It’s blood orange season and they seem to be in every supermarket here in LA and hopefully it’s the same wherever you are. These tangy, purple fleshed citrus treats and their bright-red juice have long been associated with Blood and Sand but that’s about it for classic cocktails. I’ve messed around with sanguinary citrus a few times – including another sour variation near the start of this whole pandemic business. Time for another go.
Blood Sage is credited to Ryan Magarian, a longtime restaurant/bar guy who is the co-founder of Aviation Gin with Ryan Reynolds. It’s therefore presumably designed to complement Aviation, but is it actually the best gin for a Blood Sage? The answer may not surprise you!
2 ounces gin
3/4 ounce fresh lime juice
2 blood orange wedges
3 sage leaves – 2 for muddling and 1 for a garnish
1/2 ounce simple syrup
1 egg white or 1 ounce packaged pasteurized egg white
Put two blood orange wedges – not too big or too small — in a cocktail shaker and muddle them with moderate gusto. Next, add two fresh sage leaves and very lightly muddle them – herbs can get cranky when you smash them too hard.
Next, add all of the liquid/viscous ingredients into the shaker. “Dry shake” it without ice vigorously to emulsify the egg white into a nice light froth with the gin and juice. Be careful to keep a good grip on the shaker because there are propulsive proteins in the egg white that may make it blow its top.
Finally, add ice, shake very vigorously again and strain into a chilled good-size cocktail glass. Add the third sage leaf as your garnish. Sip joyfully.
Like I said up top, Blood Sage is supposed to go well with Aviation Gin but I actually preferred it with some other brands. That’s not a knock. Aviation is good stuff but it’s relatively mellow. It’s also lower proof than many expressions though all of the gins I used were below 90 proof.
To my palate, Blood Sage is a fairly sweet drink – especially if you follow the Liquor.com recipe and its ¾ ounce of simple syrup. I found it too sweet and cut it down to ½ an ounce as I’ve seen with other recipes.
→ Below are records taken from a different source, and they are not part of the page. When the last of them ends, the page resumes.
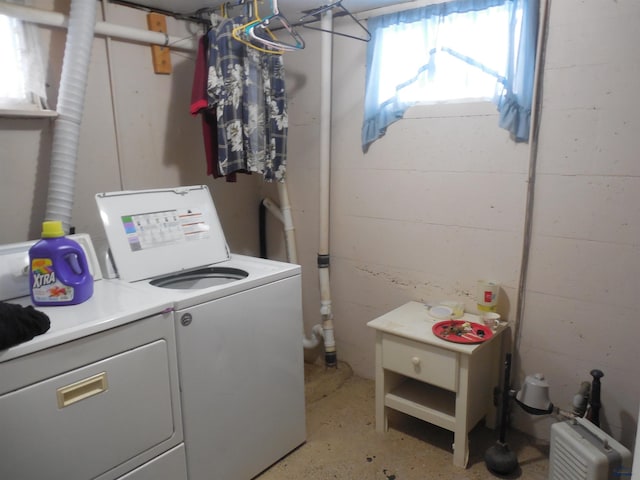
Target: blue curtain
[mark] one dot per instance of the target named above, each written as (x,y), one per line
(514,89)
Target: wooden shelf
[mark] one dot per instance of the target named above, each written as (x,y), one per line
(424,401)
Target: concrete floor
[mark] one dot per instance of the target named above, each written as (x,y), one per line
(342,442)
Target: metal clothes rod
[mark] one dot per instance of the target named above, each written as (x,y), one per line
(316,14)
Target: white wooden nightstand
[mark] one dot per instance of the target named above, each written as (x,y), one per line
(444,383)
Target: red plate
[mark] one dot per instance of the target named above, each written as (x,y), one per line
(447,331)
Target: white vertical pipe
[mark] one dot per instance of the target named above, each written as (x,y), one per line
(66,132)
(325,176)
(287,220)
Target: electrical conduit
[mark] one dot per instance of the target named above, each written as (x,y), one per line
(330,355)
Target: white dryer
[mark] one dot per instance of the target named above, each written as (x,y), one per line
(238,323)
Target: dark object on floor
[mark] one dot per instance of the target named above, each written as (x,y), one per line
(594,414)
(499,458)
(19,324)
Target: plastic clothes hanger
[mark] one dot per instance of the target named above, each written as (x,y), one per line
(316,13)
(275,42)
(239,34)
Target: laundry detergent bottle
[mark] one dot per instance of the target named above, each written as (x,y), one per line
(58,269)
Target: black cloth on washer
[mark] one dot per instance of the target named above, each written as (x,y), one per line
(19,324)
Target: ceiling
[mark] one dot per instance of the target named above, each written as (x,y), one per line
(290,8)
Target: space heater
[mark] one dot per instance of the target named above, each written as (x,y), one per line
(579,450)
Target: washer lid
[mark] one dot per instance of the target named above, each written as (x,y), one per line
(162,231)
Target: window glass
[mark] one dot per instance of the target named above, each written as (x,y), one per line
(22,79)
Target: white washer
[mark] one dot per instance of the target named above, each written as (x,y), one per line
(238,323)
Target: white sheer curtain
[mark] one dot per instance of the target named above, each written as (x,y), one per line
(22,82)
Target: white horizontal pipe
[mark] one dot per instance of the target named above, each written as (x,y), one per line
(59,20)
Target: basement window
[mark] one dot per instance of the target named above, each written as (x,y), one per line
(22,83)
(456,51)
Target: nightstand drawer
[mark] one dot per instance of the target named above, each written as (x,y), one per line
(426,363)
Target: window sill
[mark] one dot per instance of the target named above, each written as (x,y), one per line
(460,108)
(7,113)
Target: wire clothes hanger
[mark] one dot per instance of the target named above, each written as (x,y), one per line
(239,32)
(316,13)
(252,30)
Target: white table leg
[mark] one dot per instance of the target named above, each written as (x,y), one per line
(461,433)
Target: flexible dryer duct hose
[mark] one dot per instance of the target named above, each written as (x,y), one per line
(66,133)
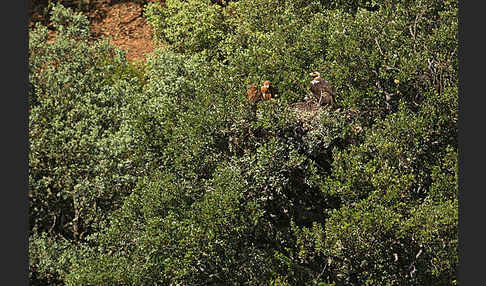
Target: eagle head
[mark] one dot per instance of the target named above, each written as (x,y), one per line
(315,74)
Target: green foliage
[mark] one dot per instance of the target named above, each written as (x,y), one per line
(189,26)
(163,173)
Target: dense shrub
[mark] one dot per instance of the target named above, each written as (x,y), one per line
(170,177)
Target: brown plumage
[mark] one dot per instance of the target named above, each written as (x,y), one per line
(254,95)
(322,90)
(267,90)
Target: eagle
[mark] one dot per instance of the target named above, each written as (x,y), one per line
(267,90)
(254,94)
(322,90)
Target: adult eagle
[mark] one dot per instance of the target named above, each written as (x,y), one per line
(268,91)
(322,90)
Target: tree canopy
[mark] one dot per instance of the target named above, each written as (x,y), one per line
(161,173)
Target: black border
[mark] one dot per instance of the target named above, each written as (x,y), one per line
(14,116)
(471,130)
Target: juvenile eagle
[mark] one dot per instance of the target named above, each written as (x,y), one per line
(267,90)
(322,90)
(254,94)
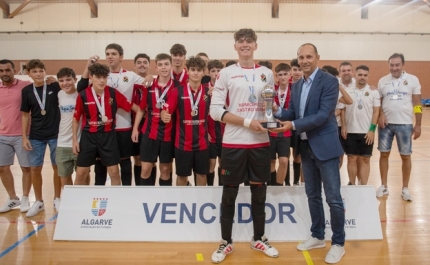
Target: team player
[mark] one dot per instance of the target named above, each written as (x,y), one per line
(215,128)
(40,102)
(156,136)
(98,106)
(11,137)
(190,104)
(280,142)
(246,147)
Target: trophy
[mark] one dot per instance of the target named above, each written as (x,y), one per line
(269,121)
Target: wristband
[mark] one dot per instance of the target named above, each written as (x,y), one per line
(418,109)
(247,122)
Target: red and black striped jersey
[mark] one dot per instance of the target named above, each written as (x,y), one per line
(191,131)
(154,127)
(91,117)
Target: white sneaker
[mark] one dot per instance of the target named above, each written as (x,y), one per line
(9,205)
(35,209)
(223,250)
(311,243)
(382,190)
(57,202)
(264,246)
(335,254)
(406,195)
(25,204)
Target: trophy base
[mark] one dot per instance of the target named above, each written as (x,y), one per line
(271,124)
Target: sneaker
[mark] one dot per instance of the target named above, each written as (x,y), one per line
(406,195)
(311,243)
(382,190)
(9,205)
(223,250)
(25,204)
(57,202)
(264,246)
(335,254)
(35,209)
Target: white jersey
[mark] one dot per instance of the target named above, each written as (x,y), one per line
(358,119)
(124,82)
(242,88)
(396,95)
(66,103)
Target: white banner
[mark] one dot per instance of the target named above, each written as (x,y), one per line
(191,214)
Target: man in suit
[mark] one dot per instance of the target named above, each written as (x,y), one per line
(311,113)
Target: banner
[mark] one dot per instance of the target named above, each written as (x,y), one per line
(191,214)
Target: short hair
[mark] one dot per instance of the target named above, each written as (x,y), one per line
(245,33)
(268,64)
(282,67)
(35,63)
(65,72)
(294,63)
(99,70)
(362,67)
(308,44)
(163,56)
(196,62)
(116,47)
(142,55)
(330,69)
(345,64)
(215,64)
(178,49)
(230,63)
(6,61)
(397,55)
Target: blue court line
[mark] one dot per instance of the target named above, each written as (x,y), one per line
(17,243)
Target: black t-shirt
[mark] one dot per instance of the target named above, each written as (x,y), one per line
(43,127)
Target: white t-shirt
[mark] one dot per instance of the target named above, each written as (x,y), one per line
(359,120)
(66,103)
(124,82)
(232,83)
(396,95)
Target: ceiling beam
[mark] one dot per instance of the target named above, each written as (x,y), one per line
(18,9)
(5,7)
(93,8)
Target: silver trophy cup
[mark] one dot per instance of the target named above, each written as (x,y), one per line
(268,95)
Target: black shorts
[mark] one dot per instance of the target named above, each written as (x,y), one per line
(94,145)
(197,161)
(215,150)
(355,144)
(280,146)
(125,144)
(151,149)
(240,164)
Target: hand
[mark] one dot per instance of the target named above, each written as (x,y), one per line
(370,137)
(417,131)
(166,117)
(26,144)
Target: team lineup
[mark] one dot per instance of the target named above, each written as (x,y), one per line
(198,113)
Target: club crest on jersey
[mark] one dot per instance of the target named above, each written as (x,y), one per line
(263,78)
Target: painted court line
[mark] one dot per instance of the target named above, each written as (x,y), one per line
(17,243)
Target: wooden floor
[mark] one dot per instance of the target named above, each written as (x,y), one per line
(405,225)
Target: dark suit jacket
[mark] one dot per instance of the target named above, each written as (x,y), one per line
(319,121)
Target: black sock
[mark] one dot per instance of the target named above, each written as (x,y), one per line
(258,200)
(100,172)
(125,165)
(296,168)
(210,179)
(136,171)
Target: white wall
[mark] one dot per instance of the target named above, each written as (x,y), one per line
(155,27)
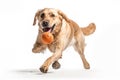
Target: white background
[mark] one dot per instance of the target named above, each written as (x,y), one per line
(17,36)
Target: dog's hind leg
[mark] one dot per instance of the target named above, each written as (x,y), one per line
(79,47)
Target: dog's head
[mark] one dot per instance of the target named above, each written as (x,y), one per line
(49,19)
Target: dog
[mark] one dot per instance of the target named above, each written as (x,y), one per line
(65,32)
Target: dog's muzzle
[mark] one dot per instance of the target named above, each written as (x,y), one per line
(50,29)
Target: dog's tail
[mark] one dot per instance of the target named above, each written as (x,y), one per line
(89,29)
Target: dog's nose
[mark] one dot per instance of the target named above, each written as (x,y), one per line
(45,23)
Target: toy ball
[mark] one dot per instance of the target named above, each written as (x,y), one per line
(47,38)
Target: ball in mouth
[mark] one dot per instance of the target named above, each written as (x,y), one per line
(47,38)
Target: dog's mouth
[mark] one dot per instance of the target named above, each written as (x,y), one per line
(49,29)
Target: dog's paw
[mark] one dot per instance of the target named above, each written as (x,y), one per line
(44,69)
(87,66)
(56,65)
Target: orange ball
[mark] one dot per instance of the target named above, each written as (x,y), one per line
(47,38)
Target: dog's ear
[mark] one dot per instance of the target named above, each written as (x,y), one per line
(36,17)
(63,15)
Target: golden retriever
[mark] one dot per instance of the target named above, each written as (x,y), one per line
(65,32)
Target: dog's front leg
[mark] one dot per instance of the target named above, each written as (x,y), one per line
(50,60)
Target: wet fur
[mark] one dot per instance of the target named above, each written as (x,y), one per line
(65,31)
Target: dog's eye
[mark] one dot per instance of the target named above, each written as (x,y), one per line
(52,15)
(42,15)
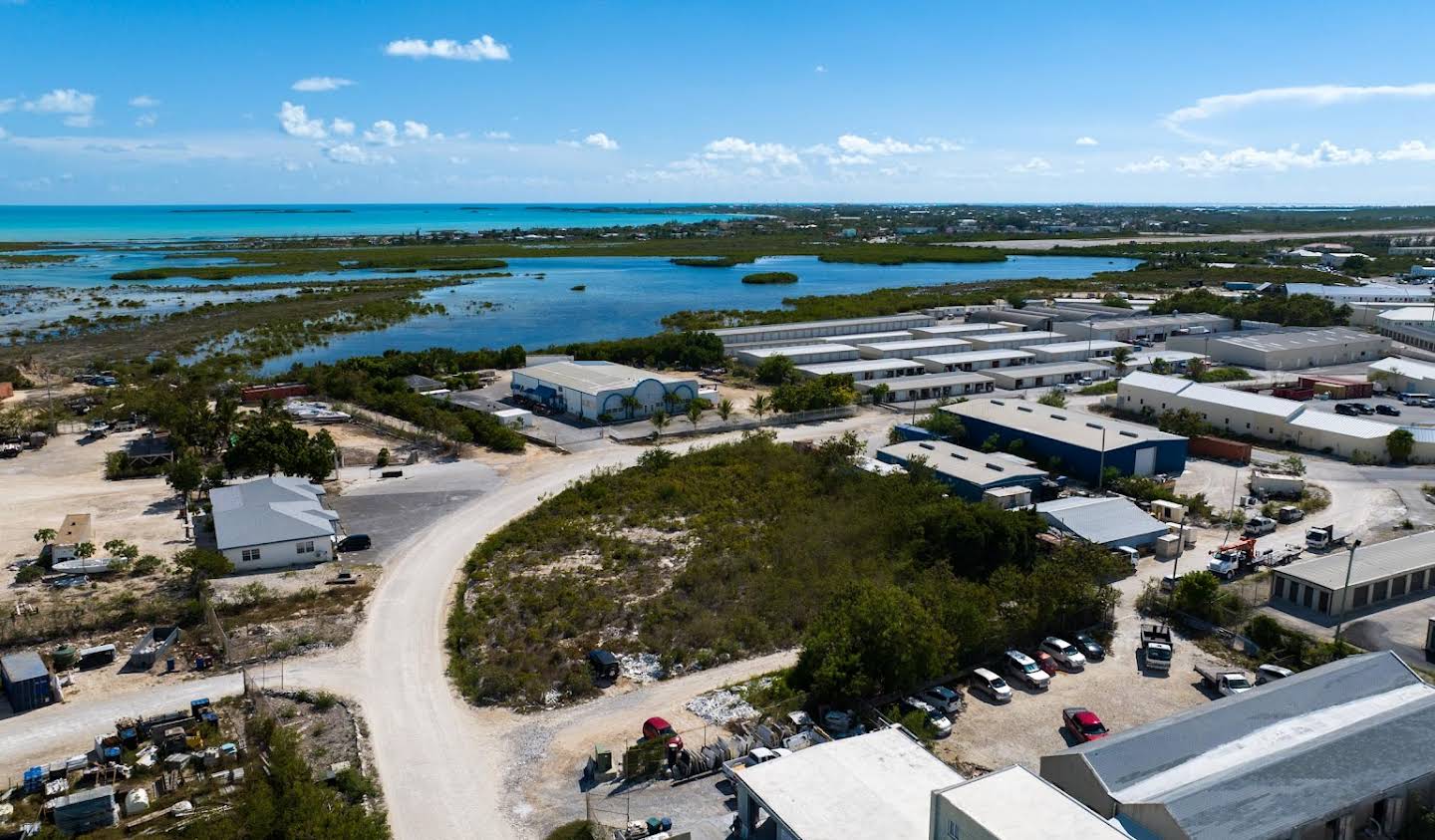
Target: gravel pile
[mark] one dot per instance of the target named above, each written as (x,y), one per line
(720,706)
(642,667)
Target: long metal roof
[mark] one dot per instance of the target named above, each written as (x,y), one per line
(1370,563)
(593,377)
(1101,520)
(1276,341)
(1059,423)
(1352,426)
(1279,757)
(963,464)
(269,510)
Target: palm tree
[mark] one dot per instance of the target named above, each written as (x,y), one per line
(659,420)
(1121,359)
(760,406)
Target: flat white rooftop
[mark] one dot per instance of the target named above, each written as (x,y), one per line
(1073,426)
(1372,563)
(1297,339)
(870,785)
(1017,804)
(963,464)
(594,377)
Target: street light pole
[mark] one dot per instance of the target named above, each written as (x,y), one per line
(1345,593)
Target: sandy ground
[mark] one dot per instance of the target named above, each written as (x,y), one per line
(43,485)
(1142,238)
(1030,725)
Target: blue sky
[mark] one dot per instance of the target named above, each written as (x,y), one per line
(313,103)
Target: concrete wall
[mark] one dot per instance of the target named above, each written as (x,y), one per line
(280,554)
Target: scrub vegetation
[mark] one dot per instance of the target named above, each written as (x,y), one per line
(740,549)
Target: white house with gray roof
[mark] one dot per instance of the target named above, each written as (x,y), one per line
(271,523)
(1327,754)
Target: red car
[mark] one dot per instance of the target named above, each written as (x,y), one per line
(1083,723)
(655,728)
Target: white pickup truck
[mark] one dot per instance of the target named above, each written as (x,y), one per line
(1225,683)
(759,755)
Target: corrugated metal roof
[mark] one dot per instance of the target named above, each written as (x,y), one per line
(1269,342)
(1282,755)
(269,510)
(1059,423)
(1105,521)
(1339,423)
(1370,563)
(963,464)
(1242,400)
(23,667)
(1155,383)
(1405,368)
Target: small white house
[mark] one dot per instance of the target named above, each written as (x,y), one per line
(271,523)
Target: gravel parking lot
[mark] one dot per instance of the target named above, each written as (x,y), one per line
(394,510)
(991,736)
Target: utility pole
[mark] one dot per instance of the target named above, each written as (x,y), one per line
(1345,593)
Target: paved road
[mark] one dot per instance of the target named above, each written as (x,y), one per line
(1158,238)
(442,761)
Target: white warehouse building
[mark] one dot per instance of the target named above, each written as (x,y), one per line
(912,348)
(1286,349)
(1154,328)
(866,370)
(1075,351)
(1011,341)
(805,332)
(1256,416)
(799,354)
(975,361)
(602,390)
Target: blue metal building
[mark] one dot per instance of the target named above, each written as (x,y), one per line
(26,681)
(1085,442)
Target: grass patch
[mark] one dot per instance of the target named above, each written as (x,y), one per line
(769,279)
(676,559)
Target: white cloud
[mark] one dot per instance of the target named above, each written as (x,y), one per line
(1311,95)
(479,49)
(736,148)
(78,107)
(382,133)
(1030,165)
(943,143)
(1155,163)
(1409,151)
(860,145)
(600,140)
(320,84)
(1249,158)
(353,153)
(296,123)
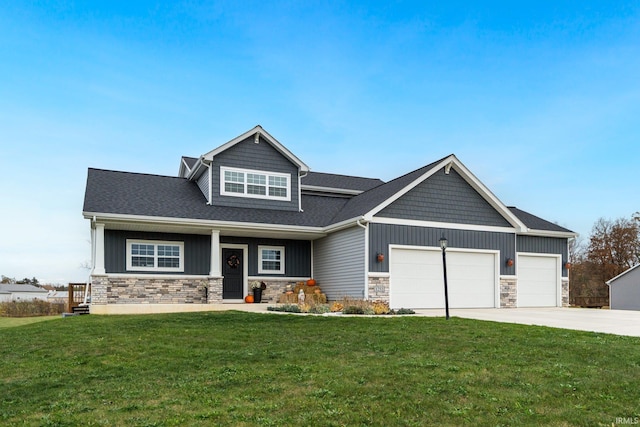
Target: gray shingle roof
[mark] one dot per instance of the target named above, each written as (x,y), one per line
(138,194)
(536,223)
(190,161)
(328,180)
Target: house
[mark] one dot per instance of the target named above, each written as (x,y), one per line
(17,292)
(624,290)
(250,209)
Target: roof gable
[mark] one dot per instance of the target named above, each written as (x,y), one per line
(371,203)
(626,274)
(446,198)
(258,133)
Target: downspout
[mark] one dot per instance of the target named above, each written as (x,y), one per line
(87,287)
(93,245)
(366,257)
(300,190)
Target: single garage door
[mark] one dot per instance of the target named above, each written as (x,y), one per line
(417,279)
(538,281)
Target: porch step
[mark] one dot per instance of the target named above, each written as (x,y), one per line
(83,309)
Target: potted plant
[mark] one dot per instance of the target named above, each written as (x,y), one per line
(257,288)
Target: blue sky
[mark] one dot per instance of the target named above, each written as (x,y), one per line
(540,100)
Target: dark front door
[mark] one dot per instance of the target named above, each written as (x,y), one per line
(232,268)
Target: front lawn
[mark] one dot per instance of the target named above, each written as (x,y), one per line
(10,322)
(246,369)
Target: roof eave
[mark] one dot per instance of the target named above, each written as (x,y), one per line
(548,233)
(204,226)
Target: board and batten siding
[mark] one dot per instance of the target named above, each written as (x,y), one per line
(624,291)
(383,235)
(339,265)
(197,250)
(445,198)
(545,245)
(297,259)
(264,157)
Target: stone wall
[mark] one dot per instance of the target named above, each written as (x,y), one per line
(153,290)
(508,292)
(378,288)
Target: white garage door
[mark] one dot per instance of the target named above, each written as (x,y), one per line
(417,280)
(538,281)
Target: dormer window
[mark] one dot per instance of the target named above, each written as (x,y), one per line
(252,183)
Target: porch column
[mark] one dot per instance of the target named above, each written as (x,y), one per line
(215,254)
(98,262)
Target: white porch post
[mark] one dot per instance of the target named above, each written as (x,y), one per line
(98,262)
(215,254)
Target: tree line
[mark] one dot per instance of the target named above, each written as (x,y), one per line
(612,248)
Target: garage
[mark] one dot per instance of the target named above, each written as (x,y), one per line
(538,280)
(417,278)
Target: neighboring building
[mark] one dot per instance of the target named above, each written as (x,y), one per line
(624,290)
(251,210)
(13,292)
(55,296)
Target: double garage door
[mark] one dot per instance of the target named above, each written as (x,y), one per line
(417,279)
(473,278)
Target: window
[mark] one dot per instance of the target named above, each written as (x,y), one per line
(256,184)
(271,259)
(143,255)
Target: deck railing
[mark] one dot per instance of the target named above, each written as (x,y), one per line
(77,294)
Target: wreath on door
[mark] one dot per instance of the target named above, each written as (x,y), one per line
(233,261)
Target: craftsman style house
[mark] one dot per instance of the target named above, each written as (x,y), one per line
(251,210)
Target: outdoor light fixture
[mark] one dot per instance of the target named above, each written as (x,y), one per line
(443,245)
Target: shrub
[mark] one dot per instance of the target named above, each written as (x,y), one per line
(30,308)
(353,309)
(288,308)
(336,307)
(380,307)
(319,309)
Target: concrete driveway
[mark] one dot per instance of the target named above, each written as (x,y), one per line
(619,322)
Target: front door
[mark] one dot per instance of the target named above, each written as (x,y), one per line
(232,271)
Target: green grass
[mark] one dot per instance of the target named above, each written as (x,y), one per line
(246,369)
(10,322)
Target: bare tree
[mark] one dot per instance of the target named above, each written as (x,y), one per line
(614,247)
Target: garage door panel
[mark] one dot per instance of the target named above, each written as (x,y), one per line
(538,281)
(417,279)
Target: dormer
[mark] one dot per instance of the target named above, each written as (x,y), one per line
(252,171)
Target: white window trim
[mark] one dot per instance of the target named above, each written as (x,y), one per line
(155,243)
(264,271)
(267,174)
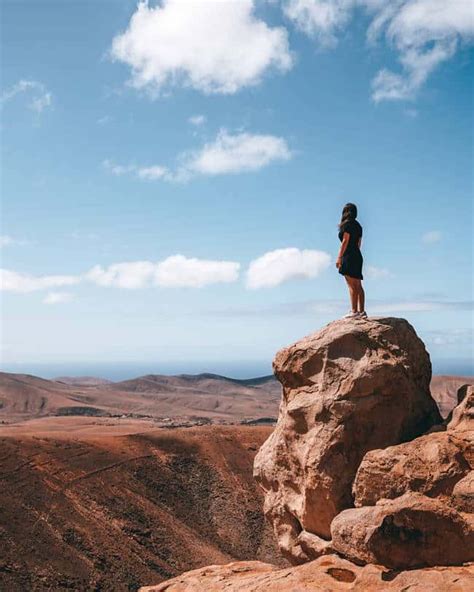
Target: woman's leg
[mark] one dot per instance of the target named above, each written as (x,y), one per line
(360,297)
(351,283)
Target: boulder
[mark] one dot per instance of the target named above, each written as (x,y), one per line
(463,494)
(410,531)
(327,574)
(431,465)
(354,386)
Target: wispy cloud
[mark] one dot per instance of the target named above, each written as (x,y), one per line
(58,297)
(433,236)
(424,33)
(104,120)
(13,281)
(197,120)
(168,45)
(448,337)
(40,97)
(176,271)
(226,154)
(7,241)
(279,266)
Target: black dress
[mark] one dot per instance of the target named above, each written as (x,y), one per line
(351,263)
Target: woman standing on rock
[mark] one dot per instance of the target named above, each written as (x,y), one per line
(349,261)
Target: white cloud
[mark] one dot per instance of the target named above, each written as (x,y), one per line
(172,272)
(433,236)
(117,169)
(449,337)
(41,97)
(12,281)
(377,273)
(275,267)
(58,297)
(104,120)
(132,275)
(153,172)
(213,47)
(197,120)
(227,154)
(320,19)
(180,271)
(425,33)
(237,153)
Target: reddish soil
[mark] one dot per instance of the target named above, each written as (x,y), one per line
(111,513)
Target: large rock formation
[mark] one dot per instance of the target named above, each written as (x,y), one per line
(365,488)
(352,387)
(415,500)
(327,574)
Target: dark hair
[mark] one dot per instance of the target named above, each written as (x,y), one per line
(349,213)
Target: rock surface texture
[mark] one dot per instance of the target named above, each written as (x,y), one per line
(365,487)
(350,388)
(327,574)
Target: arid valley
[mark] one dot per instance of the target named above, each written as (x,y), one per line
(113,486)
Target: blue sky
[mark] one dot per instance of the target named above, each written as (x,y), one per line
(209,148)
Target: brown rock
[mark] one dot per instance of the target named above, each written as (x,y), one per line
(463,494)
(430,465)
(327,574)
(354,386)
(410,531)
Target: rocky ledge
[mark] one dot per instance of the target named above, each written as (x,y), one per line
(361,478)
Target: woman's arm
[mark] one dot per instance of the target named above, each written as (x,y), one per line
(342,250)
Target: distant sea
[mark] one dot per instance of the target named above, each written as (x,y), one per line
(251,369)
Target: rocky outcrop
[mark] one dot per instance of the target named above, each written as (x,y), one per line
(430,465)
(364,485)
(415,500)
(410,531)
(327,574)
(352,387)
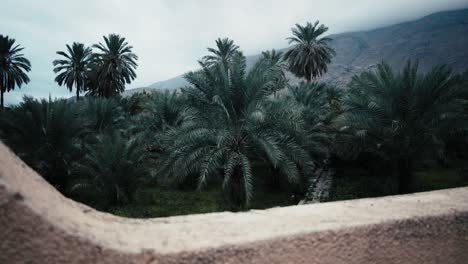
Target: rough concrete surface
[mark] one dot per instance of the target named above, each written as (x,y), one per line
(39,225)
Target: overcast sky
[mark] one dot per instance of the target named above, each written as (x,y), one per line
(169,36)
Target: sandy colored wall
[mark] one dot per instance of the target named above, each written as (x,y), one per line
(39,225)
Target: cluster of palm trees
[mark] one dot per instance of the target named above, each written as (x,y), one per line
(231,121)
(104,73)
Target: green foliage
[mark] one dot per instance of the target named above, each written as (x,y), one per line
(13,66)
(225,52)
(113,67)
(113,167)
(401,116)
(310,55)
(235,133)
(235,122)
(74,69)
(43,133)
(100,114)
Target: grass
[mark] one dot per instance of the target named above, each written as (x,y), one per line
(159,202)
(349,183)
(352,183)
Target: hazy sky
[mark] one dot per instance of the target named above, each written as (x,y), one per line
(169,36)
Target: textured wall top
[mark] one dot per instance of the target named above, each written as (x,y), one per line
(33,212)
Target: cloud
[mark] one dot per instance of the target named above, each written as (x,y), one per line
(170,35)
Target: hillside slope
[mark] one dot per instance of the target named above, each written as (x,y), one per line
(434,39)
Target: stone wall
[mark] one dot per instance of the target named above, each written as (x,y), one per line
(39,225)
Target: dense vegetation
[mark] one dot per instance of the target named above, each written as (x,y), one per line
(236,137)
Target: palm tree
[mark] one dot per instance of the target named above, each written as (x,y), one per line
(74,69)
(400,117)
(321,105)
(44,134)
(224,52)
(234,124)
(115,65)
(13,66)
(113,167)
(309,56)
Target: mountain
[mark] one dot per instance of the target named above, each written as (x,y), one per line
(440,38)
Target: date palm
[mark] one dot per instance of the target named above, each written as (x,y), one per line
(401,116)
(224,52)
(74,69)
(309,56)
(236,123)
(13,67)
(115,65)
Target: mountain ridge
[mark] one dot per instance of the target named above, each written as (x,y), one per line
(438,38)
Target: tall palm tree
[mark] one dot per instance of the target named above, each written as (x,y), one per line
(235,123)
(224,52)
(309,56)
(74,69)
(44,134)
(115,65)
(401,116)
(13,66)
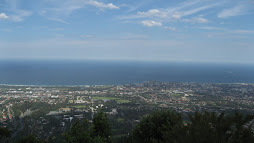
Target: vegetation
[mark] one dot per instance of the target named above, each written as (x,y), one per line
(163,126)
(98,132)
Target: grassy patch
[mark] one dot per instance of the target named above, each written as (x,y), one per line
(107,98)
(79,106)
(123,101)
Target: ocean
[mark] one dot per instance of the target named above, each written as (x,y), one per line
(46,72)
At that point, it’s still sweet and, I’m guessing, user-friendly for cocktail newbies. You can also try using an equivalent amount of superfine sugar, which would be 2.5 teaspoons. I found it tasted very slightly sweeter that way, so you may want to experiment with just two teaspoons and save yourself eight calories.
On to the base spirit. In a juice-forward drink like this, I prefer a gin that’s strong enough to fight back. I liked Bombay Dry, which is sometimes described as a sort of blunt gin. It was even better with value-priced Gilbey’s Gin. It’s almost objectively a lower-quality product than Aviation or Bombay – it’s definitely lower priced – but I liked the way the borderline harsh, edgier flavors countered all that juicy silkiness.